Es gibt da diese Eisenkarren – und ich hab gesehen, wie die mit Zwanzig-Liter-Kübeln Farbe beladen wurden. Am Schluss waren fünfzig Stück drauf! Noch dazu sind das in Mauretanien eher kleinere Esel. Sie ziehen also diese Karren, die schon allein extrem schwer sind, die alte Autoreifen drauf haben, überwiegend ohne Luft, dann sitzt auch noch ein Fahrer hinten oben – und das Schlimmste: Sie haben ein gerades Gestänge. Wenn das einen Bogen machen würde, würde es schon viel weniger auf den Esel drücken. Aber so wie es ist, entstehen dadurch und durch das schlechte Geschirr, das meistens selbst mit Drähten zusammengeflickt ist und bei jedem Schritt scheuert, die furchtbarsten Wunden.
Dazu kommt, dass die Leute dort aus irgendeinem Grund auf die Esel einschlagen. Andauernd. Monoton. Ich habe schon beobachtet, dass die Esel im Stau stehen, mit der Nase an der Stoßstange von einem Auto, und der Fahrer schlägt immer wieder runter. Und zwar nicht nur ein bissel, sondern richtig. Vielleicht aus einer Lethargie heraus. Oder aus einer Hoffnungslosigkeit. Die Lage in dem Land ist ja brutal. Es ist eines der ärmsten Länder der Welt. Was auch der Grund ist, warum fast alles mit Eseln transportiert wird. Für’s Baugewerbe. Für die Wasserversorgung – weil es sogar in der Stadt kaum Wasserleitungen gibt.

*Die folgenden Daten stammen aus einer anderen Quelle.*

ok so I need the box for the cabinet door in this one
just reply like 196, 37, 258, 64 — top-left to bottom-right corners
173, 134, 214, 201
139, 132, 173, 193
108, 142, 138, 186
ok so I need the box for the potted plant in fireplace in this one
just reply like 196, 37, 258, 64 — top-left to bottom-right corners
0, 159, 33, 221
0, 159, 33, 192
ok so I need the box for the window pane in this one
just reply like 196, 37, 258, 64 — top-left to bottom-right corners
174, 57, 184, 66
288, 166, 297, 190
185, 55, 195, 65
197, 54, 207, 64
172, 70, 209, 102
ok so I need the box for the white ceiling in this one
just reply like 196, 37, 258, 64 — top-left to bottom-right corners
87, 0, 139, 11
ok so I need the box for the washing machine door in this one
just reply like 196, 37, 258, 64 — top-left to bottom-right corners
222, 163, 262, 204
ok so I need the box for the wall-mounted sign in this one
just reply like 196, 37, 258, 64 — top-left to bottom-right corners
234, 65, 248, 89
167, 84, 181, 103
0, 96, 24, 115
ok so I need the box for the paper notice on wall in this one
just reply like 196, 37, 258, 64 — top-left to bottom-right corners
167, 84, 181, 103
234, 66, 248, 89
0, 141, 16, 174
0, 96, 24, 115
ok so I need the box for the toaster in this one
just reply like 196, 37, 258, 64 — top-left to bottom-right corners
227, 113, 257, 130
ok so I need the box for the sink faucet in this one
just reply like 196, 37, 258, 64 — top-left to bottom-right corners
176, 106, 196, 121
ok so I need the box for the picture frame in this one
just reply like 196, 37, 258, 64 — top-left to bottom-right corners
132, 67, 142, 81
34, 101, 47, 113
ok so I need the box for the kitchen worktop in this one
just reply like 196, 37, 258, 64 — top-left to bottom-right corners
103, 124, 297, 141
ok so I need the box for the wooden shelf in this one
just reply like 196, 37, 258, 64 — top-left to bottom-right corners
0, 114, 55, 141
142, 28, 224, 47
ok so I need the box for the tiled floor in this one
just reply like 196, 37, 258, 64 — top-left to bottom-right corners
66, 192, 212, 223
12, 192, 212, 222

Und das ist natürlich alles eine extreme Beanspruchung für die Tiere. Gefüttert werden sie fast nur mit Karton. Da gibt’s extra Leute, die den ganzen Tag nur Karton zerkleinern. Und das wird den Eseln in den Futtersack reingegeben; weil sie – anders als Pferde – die enthaltene Zellulose verwerten können. Ansonsten werden sie abends losgelassen, damit sie im Müll nach was anderem zu Essen suchen können.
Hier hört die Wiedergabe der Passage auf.